In recent years, the Cardinals have given more and more opportunities to younger position players. In 2004 there were 4 hitters with 100 PAs who were 28 or younger. They were Albert Pujols, Edgar Renteria, Yadier Molina, and Hector Luna who combined for 10.3 fWAR. In 2013 there were 8 such players. Matt Carpenter, Allen Craig, Jon Jay, Matt Adams, Shane Robinson, Pete Kozma, Daniel Descalso, and Tony Cruz combined for 14 fWAR. Lastly, in 2019 the 7 batters who met these criteria were Paul DeJong, Kolten Wong, Tommy Edman, Marcell Ozuna, Harrison Bader, Tyler O’Neill, and Yairo Munoz. They accumulated 15.1 fWAR. Despite the offensive struggles for St. Louis in 2019, the younger players still did their part as they had before. 2004 and 2013 did include MVP caliber campaigns from Pujols and Carpenter but not as much outside of that. On the other hand, the 2019 team had multiple above average players who produced collectively.
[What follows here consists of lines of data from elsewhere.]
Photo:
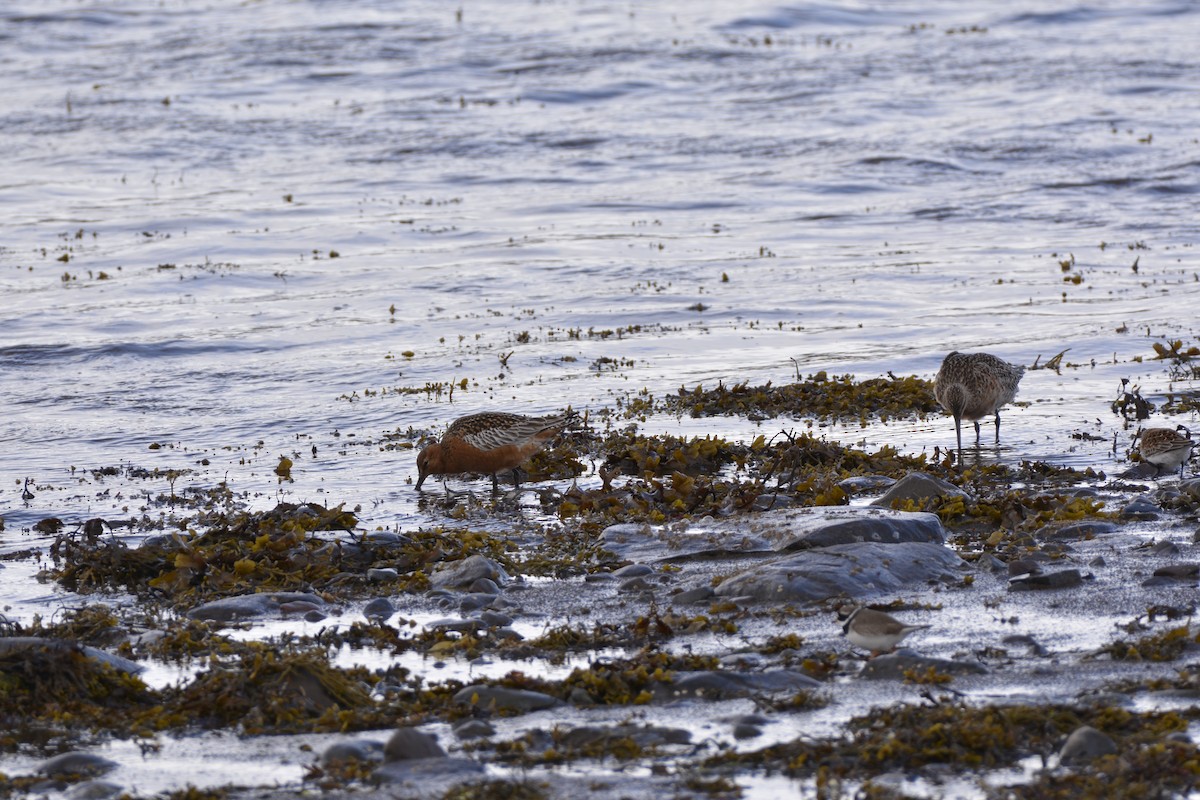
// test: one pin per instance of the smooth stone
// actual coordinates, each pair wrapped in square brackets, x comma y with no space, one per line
[411,743]
[859,483]
[1045,581]
[495,619]
[12,643]
[1077,530]
[634,584]
[767,533]
[916,487]
[642,735]
[857,570]
[744,731]
[256,605]
[450,624]
[474,600]
[76,763]
[504,698]
[94,791]
[426,777]
[355,750]
[484,587]
[1086,744]
[379,608]
[893,666]
[474,729]
[693,596]
[465,572]
[724,685]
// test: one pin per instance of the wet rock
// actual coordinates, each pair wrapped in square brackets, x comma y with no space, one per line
[357,750]
[495,619]
[1044,581]
[474,601]
[504,698]
[257,605]
[861,483]
[451,624]
[474,729]
[484,587]
[425,777]
[1023,639]
[635,584]
[94,791]
[76,763]
[844,570]
[459,575]
[642,735]
[916,487]
[893,666]
[1075,530]
[411,743]
[1086,744]
[378,609]
[693,596]
[724,685]
[771,503]
[771,531]
[15,643]
[1167,548]
[1141,507]
[744,731]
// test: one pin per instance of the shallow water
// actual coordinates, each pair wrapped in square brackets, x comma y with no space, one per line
[253,229]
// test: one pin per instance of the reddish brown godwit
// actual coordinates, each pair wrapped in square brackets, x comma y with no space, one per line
[1165,447]
[489,443]
[975,385]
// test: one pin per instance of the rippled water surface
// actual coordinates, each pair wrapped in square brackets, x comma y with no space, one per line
[234,230]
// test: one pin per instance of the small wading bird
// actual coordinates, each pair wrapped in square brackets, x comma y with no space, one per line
[489,444]
[874,630]
[1164,447]
[975,385]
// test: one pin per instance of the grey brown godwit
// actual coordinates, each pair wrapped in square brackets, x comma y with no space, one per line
[489,444]
[1165,447]
[874,630]
[975,385]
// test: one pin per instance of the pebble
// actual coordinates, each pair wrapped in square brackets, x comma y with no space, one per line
[409,743]
[379,608]
[1086,744]
[496,619]
[694,595]
[474,729]
[485,587]
[94,791]
[76,763]
[357,750]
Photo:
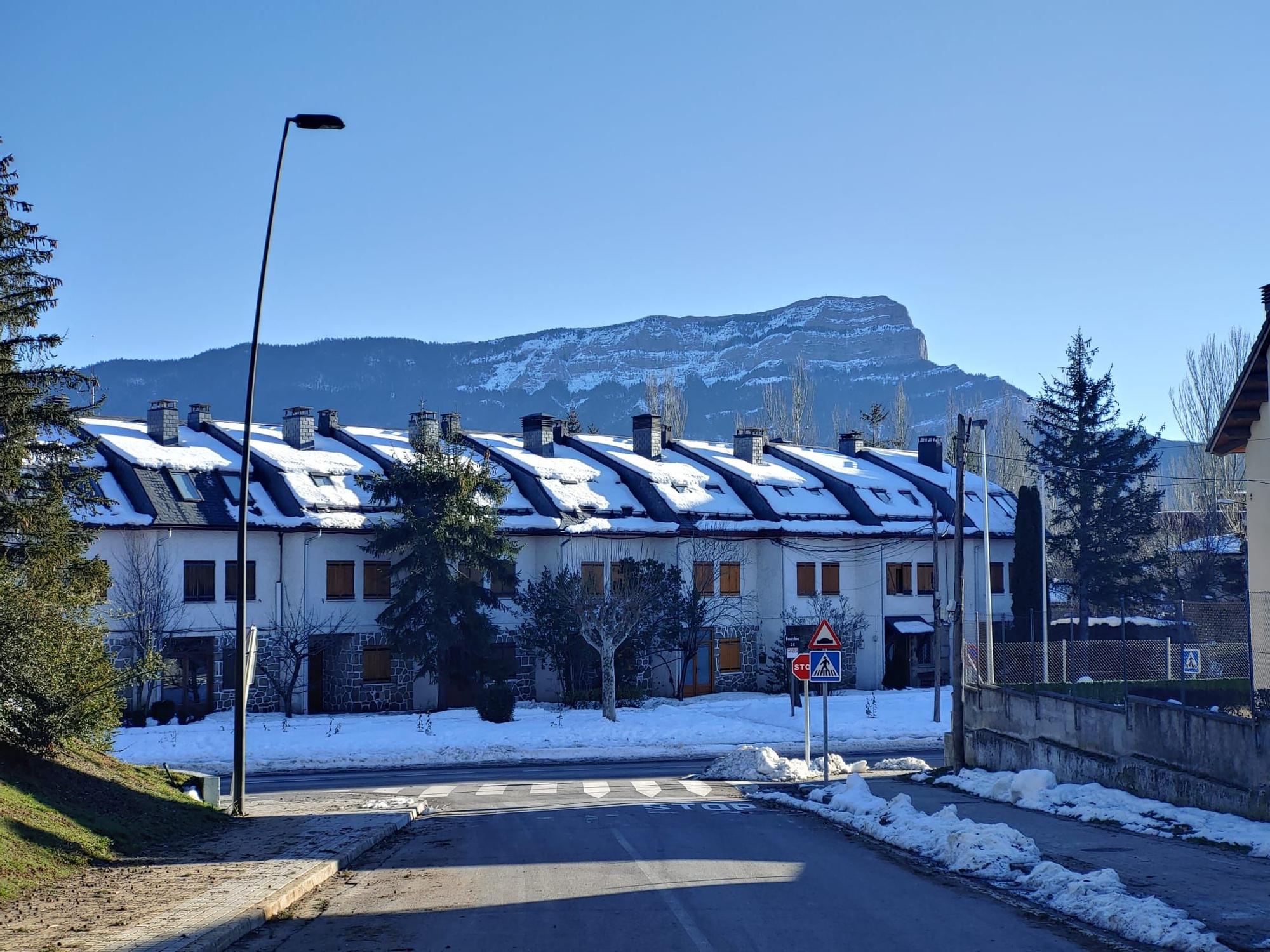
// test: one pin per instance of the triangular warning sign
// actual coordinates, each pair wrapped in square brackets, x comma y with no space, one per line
[826,668]
[825,639]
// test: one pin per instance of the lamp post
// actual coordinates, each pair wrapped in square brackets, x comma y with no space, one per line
[238,786]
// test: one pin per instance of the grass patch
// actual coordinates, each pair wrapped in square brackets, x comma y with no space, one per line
[79,807]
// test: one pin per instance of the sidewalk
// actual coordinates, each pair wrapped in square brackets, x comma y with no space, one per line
[204,897]
[1225,888]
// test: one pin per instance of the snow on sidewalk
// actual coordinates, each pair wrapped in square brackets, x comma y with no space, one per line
[1005,857]
[1038,790]
[702,727]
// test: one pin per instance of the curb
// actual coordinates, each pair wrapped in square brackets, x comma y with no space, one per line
[252,918]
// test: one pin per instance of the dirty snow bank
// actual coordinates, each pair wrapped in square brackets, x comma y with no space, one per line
[1005,857]
[1038,790]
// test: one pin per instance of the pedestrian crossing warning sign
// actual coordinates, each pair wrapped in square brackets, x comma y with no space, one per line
[826,667]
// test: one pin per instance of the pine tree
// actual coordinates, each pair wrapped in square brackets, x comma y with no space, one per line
[58,682]
[1026,569]
[1097,473]
[444,544]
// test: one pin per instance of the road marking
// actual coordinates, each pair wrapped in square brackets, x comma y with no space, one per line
[658,880]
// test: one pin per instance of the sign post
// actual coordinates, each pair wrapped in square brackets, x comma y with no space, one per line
[825,654]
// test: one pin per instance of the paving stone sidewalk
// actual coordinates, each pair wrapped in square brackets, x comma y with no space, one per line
[1224,888]
[209,896]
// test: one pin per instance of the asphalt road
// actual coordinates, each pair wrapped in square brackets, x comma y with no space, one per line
[606,857]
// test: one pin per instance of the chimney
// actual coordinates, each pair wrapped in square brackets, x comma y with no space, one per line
[647,431]
[328,422]
[850,444]
[200,416]
[163,423]
[298,427]
[539,432]
[424,426]
[749,445]
[930,453]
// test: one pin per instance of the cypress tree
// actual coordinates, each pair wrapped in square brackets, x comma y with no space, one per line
[1026,568]
[1104,506]
[58,682]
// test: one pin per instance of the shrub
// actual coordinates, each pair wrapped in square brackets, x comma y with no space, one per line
[496,704]
[163,711]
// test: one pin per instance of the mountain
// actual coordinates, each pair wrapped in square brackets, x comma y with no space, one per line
[857,350]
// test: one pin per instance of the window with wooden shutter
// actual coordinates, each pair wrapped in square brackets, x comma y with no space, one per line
[340,582]
[730,578]
[703,578]
[377,666]
[730,656]
[830,579]
[807,578]
[377,579]
[594,578]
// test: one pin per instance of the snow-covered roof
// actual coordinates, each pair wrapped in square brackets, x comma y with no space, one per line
[686,486]
[196,451]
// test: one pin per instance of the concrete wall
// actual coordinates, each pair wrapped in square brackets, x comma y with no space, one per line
[1150,748]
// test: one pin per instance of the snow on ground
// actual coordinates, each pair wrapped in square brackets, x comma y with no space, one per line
[702,727]
[751,764]
[1005,857]
[1038,790]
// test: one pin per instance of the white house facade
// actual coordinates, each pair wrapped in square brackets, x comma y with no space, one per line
[778,525]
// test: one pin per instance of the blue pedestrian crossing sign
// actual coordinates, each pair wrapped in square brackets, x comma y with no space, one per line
[826,667]
[1191,662]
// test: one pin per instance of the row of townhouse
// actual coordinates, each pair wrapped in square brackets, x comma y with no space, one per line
[782,525]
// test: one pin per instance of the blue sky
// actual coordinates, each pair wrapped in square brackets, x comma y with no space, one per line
[1006,171]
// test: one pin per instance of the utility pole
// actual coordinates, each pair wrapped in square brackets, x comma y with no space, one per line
[935,606]
[959,596]
[1045,583]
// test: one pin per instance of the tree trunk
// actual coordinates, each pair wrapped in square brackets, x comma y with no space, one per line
[609,677]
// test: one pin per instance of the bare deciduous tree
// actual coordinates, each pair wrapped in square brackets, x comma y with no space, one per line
[300,634]
[148,602]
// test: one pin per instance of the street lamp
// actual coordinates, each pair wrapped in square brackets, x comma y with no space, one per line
[238,786]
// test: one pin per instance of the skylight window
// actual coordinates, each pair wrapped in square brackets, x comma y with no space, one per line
[186,489]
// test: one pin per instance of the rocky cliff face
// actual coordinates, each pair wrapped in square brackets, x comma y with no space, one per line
[857,348]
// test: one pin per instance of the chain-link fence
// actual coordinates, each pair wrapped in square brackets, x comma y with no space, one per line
[1198,654]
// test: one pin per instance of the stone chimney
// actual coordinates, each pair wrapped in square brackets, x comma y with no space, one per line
[163,423]
[200,416]
[424,426]
[930,453]
[298,427]
[749,445]
[539,433]
[647,431]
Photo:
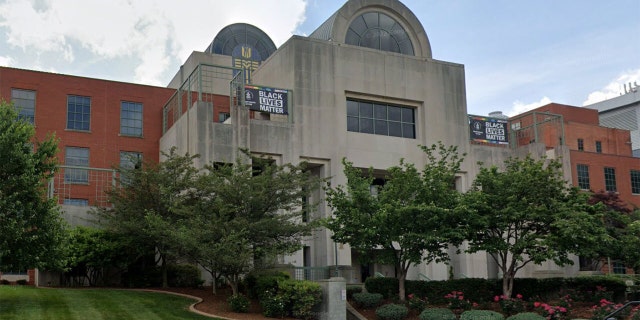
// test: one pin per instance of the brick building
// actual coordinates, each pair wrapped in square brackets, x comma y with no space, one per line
[601,157]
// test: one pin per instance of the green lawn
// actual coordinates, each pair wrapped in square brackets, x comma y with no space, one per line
[21,302]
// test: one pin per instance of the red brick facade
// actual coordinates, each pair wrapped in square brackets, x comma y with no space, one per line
[590,144]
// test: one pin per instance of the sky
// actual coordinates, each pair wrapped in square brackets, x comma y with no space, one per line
[518,55]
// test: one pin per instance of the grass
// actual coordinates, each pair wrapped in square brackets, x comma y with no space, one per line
[21,302]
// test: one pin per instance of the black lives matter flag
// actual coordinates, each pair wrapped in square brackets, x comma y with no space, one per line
[263,99]
[488,130]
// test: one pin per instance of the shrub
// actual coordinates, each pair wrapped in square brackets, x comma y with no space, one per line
[273,306]
[416,303]
[437,314]
[392,312]
[300,297]
[351,289]
[184,276]
[264,283]
[604,308]
[238,303]
[456,301]
[481,314]
[367,300]
[510,306]
[526,316]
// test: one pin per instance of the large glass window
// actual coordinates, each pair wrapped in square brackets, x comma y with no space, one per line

In the past, the Cardinals have gotten a lot of value from their large contracts. Jim Edmonds may be inducted into the Hall of Fame via veterans committee in the future. Scott Rolen’s support from the BBWAA has been growing each year and he may be inducted relatively soon. Albert Pujols will certainly make it during his first year of eligibility. Matt Holliday was consistently one of the best players on the team during his contract. One notable similarity between these players is they were all 30 or younger when they signed their contracts. There is still a good chance that Paul Goldschmidt will be held in high regard along with these other hitters after his contract ends, but most of the other large signings of players older than 30 in recent years have not gone as well so far. Due to the nature of arbitration, it is somewhat rare when players become available much earlier than that, however, some of the players that were acquired had been free agents already, so there have been younger options. The Cardinals exact motive will likely never be public knowledge, but it’s possible they may be more interested in veteran players for their experience. In any case, the large contracts with younger players have a better track record for the team in recent history and all else being equal have made them better than the alternative. The bottom line is that while the Cardinals may be willing to spend, they have often failed to capitalize and have used their payroll less effectively than they could have.
Statistics courtesy of FanGraphs and Baseball Reference.